Japonia: Minister finansów Taro Aso przemawiając w parlamencie bronił ostatniej polityki rządu i banku centralnego odnoszącej się do kursu jena, twierdząc, że nowy sekretarz Skarbu USA nie ma prawa komentować obecnego kursu japońskiej waluty. Zaznaczył, że dotychczasowe działania były aprobowane na szczytach G-7 i G-20 i teraz powinno być podobnie. Przyznał, że trudno wyobrazić sobie słabość dolara w sytuacji planowanych podwyżek stóp procentowych przez FED. Z kolei zdaniem szefa Banku Japonii kurs waluty podlega różnym czynnikom, nie tylko tym wynikającym z poziomu stóp procentowych. Powtórzył też, że bank centralny nie zamierza zmieniać dotychczasowej polityki kontroli krzywej rentowności.

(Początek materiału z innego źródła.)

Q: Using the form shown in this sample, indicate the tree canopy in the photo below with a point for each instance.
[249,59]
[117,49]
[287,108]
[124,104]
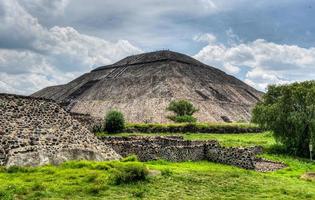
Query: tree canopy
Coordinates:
[289,111]
[183,110]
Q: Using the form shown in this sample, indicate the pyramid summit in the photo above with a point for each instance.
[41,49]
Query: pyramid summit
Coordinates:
[142,86]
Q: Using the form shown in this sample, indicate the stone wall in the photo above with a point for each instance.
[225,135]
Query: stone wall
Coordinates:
[36,131]
[176,149]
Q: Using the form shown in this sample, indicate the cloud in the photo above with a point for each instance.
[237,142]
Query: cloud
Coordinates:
[207,37]
[262,62]
[33,56]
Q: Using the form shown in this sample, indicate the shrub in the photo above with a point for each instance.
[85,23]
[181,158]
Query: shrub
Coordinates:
[97,128]
[289,111]
[182,107]
[183,110]
[183,119]
[128,173]
[114,122]
[130,158]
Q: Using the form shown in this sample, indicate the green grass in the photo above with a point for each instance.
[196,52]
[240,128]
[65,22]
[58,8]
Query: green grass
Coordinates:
[186,180]
[264,139]
[192,127]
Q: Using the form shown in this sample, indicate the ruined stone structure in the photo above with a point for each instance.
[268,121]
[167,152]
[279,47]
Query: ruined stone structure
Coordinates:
[143,85]
[174,148]
[35,131]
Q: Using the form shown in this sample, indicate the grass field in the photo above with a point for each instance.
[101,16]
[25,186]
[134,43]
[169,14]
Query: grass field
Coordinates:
[264,139]
[186,180]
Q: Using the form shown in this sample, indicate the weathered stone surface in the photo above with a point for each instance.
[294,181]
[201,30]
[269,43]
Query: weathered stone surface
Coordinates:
[142,86]
[35,131]
[176,149]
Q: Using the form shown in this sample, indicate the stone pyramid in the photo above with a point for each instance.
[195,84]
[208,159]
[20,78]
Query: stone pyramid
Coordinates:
[141,86]
[35,131]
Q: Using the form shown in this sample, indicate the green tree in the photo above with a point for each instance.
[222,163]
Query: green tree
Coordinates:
[289,111]
[114,122]
[183,110]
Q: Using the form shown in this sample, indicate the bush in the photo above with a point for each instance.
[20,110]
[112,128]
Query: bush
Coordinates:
[193,128]
[114,122]
[289,111]
[130,158]
[128,173]
[183,110]
[183,119]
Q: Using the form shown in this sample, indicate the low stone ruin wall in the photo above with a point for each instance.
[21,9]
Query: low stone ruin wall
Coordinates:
[175,148]
[36,131]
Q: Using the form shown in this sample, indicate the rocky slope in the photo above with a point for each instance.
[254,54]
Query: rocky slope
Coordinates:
[36,131]
[142,86]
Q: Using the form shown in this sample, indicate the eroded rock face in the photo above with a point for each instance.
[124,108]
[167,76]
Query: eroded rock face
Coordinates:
[143,85]
[36,131]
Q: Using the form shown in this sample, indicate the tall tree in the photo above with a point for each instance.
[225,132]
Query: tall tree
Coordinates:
[289,111]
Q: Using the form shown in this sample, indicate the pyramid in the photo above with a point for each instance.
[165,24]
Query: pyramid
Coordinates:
[35,131]
[142,86]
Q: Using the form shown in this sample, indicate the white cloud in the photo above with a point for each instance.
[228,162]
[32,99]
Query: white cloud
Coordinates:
[36,57]
[207,37]
[263,62]
[231,68]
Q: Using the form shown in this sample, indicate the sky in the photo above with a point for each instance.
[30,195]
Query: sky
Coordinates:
[50,42]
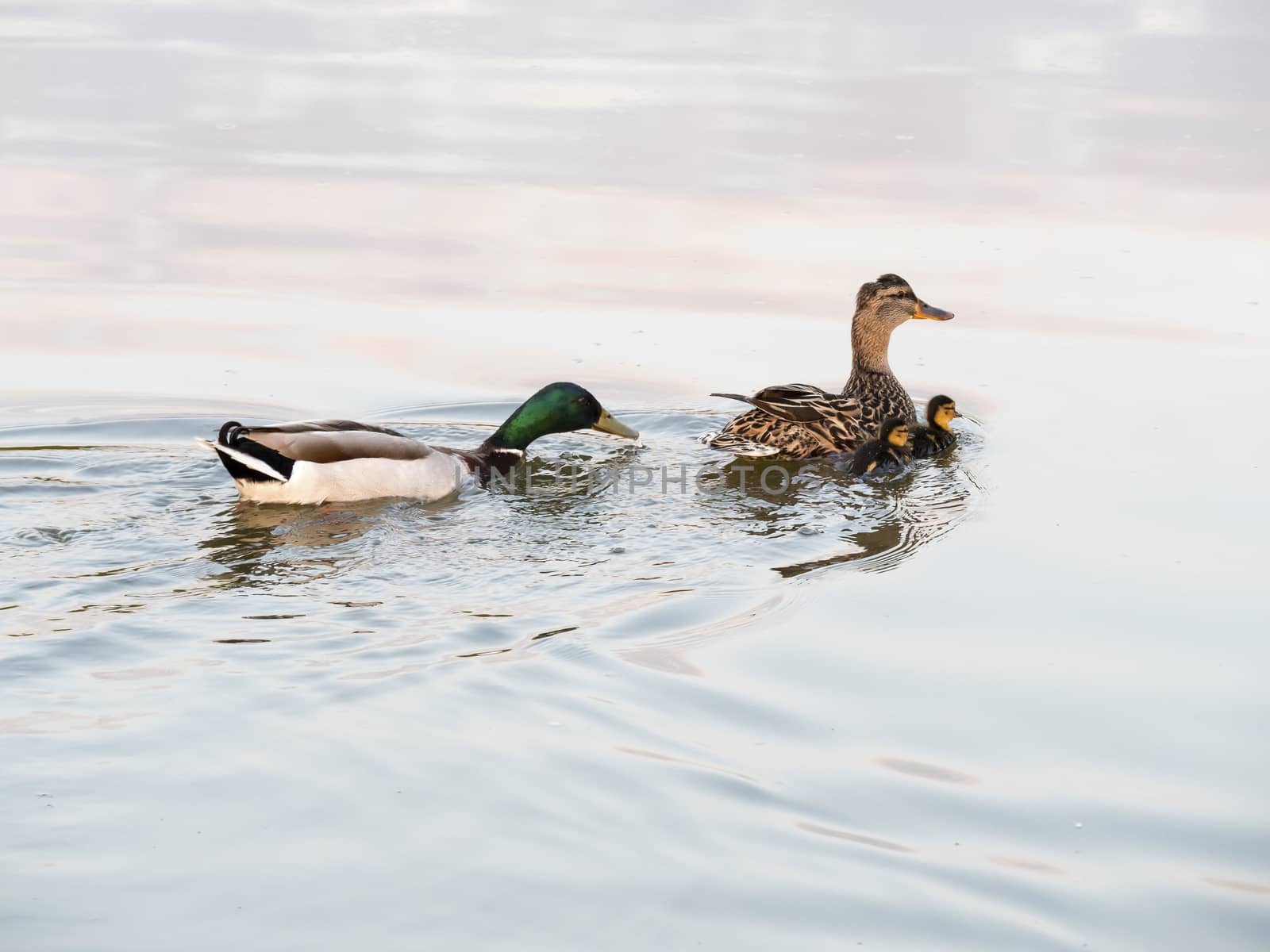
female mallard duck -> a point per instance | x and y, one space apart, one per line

Szwecja: Riksbank utrzymał parametry polityki monetarnej (stopa benchmarkowa i QE), ale nie w komunikacie pozostawił sobie możliwość jej poluzowania, gdyby zaszła taka potrzeba, gdyż ryzyka zewnętrzne ostatnio wzrosły. Dano też do zrozumienia, że nie oczekuje się tak szybkiego umocnienia korony, jakie miało miejsce od grudniowego posiedzenia.

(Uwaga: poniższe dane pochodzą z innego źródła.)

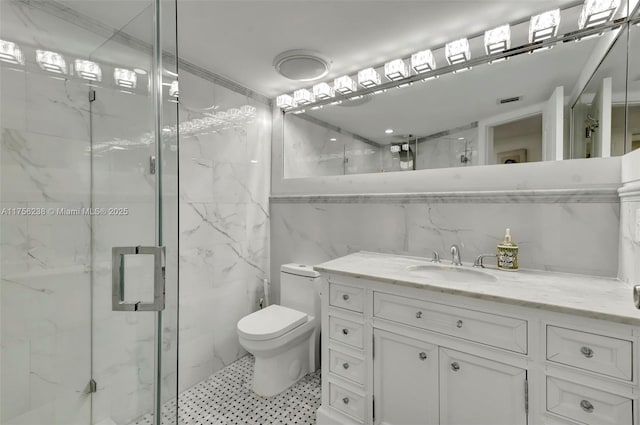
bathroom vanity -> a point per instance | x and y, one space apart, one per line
407 341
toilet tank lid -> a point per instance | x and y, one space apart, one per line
299 270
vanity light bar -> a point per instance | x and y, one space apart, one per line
88 70
303 97
323 91
369 78
285 101
396 70
457 51
544 26
423 61
344 85
11 53
125 78
597 12
51 61
497 40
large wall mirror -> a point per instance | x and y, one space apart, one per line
572 95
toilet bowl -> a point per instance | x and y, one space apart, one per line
284 339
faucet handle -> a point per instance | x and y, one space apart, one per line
435 258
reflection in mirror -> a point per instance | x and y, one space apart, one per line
599 112
509 107
633 88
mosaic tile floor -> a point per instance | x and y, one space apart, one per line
226 398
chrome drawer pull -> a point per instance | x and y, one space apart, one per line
586 406
587 352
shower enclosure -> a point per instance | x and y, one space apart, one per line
88 163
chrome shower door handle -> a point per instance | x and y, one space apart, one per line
118 303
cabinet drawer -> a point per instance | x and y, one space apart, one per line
498 331
587 405
347 297
346 401
596 353
346 366
346 331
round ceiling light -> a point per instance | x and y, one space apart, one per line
301 65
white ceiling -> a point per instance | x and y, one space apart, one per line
238 39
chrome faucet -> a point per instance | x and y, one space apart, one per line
455 255
479 258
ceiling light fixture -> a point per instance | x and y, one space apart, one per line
301 65
544 26
597 12
423 61
323 91
497 40
10 52
303 97
88 70
51 61
396 70
125 78
344 85
369 78
457 51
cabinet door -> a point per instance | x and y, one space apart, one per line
478 391
405 380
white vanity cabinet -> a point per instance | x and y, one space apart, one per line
399 355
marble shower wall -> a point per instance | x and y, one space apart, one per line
567 231
224 223
629 219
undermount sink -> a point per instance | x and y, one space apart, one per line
450 273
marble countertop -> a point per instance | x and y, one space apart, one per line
588 296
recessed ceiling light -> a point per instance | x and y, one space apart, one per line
301 65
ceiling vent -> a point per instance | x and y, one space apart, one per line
509 100
301 65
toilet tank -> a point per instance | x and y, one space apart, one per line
300 288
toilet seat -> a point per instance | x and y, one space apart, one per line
270 322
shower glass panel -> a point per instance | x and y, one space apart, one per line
85 166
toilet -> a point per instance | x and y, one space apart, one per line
285 338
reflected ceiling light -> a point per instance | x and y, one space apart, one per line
285 101
125 78
303 97
174 89
344 85
51 61
423 61
10 52
497 40
323 91
396 70
457 51
544 26
88 70
597 12
369 78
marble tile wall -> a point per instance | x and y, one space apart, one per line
224 223
561 232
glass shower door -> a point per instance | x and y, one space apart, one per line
134 225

Wielka Brytania: Stopa bezrobocia pozostała w grudniu na poziomie 4,8 proc. (jak oczekiwano). Liczba wniosków od bezrobotnych spadła w styczniu o 42,4 tys. (oczekiwano +0,8 tys.), a dane za grudzień zrewidowano do -20,5 tys. z -10,1 tys. Płace rosły w tempie 2,6 proc. 3m r/r i 2,6 proc. 3m r/r bez bonusów (oczekiwano odpowiednio 2,8 proc. i 2,7 proc.).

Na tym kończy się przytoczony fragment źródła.